Fot. Shutterstock
W piątek
Komisja Europejska
ogłosiła, że firmy
Meta oraz TikTok
naruszyły
przepisy dotyczące przejrzystości, zapisane w unijnym Akcie o usługach cyfrowych
. Za złamanie przepisów grozi im kara w wysokości do
6 proc. ich rocznego obrotu światowego
.
DSA
, czyli unijne rozporządzenie regulujące usługi cyfrowe, wymaga od platform internetowych podjęcia wysiłków w celu
zwalczania nielegalnych treści i zagrożeń dla bezpieczeństwa publicznego
. Platformy
mają obowiązek udostępniać dane
w celu m.in. identyfikacji potencjalnych zagrożeń.
Jak się okazuje, Komisja Europejska uznała, że zarówno
TikTok, jak i Instagram oraz Facebook
(których właścicielem jest firma Meta) miały utrudniać dostęp do swoich danych poprzez stosowanie uciążliwych procedur.
Wstępne dochodzenie KE pokazało, że z dwójki cyfrowych gigantów, to
Meta popełniła więcej wykroczeń niż TikTok
. KE stwierdziła, że Instagram i Facebook nie zapewniają użytkownikom ogólnodostępnego mechanizmu umożliwiającego oznaczanie
nielegalnych treści
. Takich jak, materiały przedstawiające niegodziwe traktowanie dzieci w celach se*sualnych, czy treści o charakterze ter*orystycznym. Co więcej, platformy firmy Meta nie realizowały również prawa użytkowników do
odwołania się od decyzji
, gdy ich treści zostaną usunięte lub gdy ich konto zostanie zawieszone.

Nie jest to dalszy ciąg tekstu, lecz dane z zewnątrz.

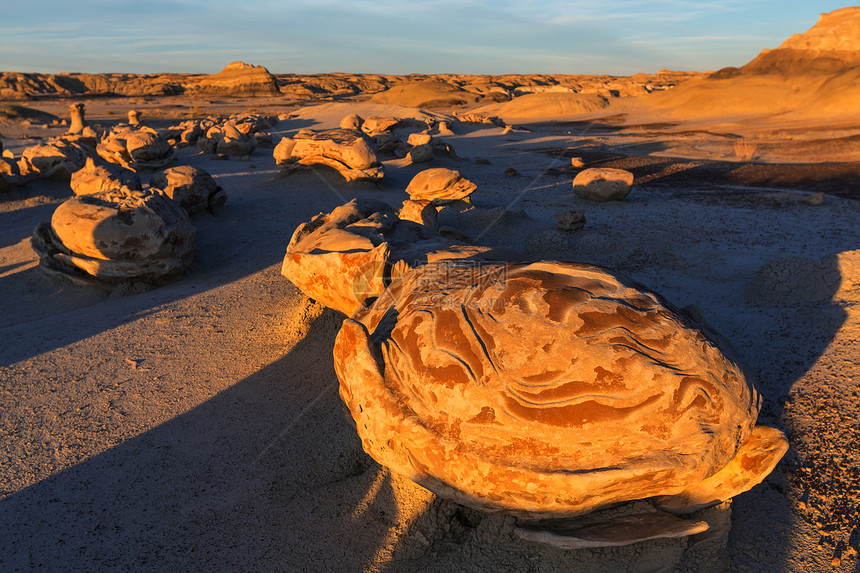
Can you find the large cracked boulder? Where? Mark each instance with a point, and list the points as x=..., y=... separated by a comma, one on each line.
x=94, y=178
x=548, y=390
x=345, y=150
x=137, y=148
x=117, y=236
x=193, y=188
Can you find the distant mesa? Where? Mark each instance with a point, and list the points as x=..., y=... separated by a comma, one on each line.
x=815, y=74
x=430, y=93
x=239, y=79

Na wstępne wyniki dochodzenia zareagowali właściciele platform. Rzecznik
Mety
zabrał głos w sprawie i
zapowiedział dialog z KE
, jednocześnie dementując sugestie dotyczące nieprzestrzegania przepisów unijnych. Przedstawiciele TikToka tłumaczyli, że nie są w stanie udostępnić wszystkich niezbędnych danych bez naruszenia rozporządzenia o
ochronie danych osobowych
.
Jeśli postawione wstępne zarzuty wobec platform internetowych zostaną potwierdzone, KE będzie mogła wydać ostateczną decyzję stwierdzającą nieprzestrzeganie przepisów. To może skutkować nałożeniem na firmy
grzywny w wysokości do 6 proc. ich całkowitego rocznego światowego obrotu
.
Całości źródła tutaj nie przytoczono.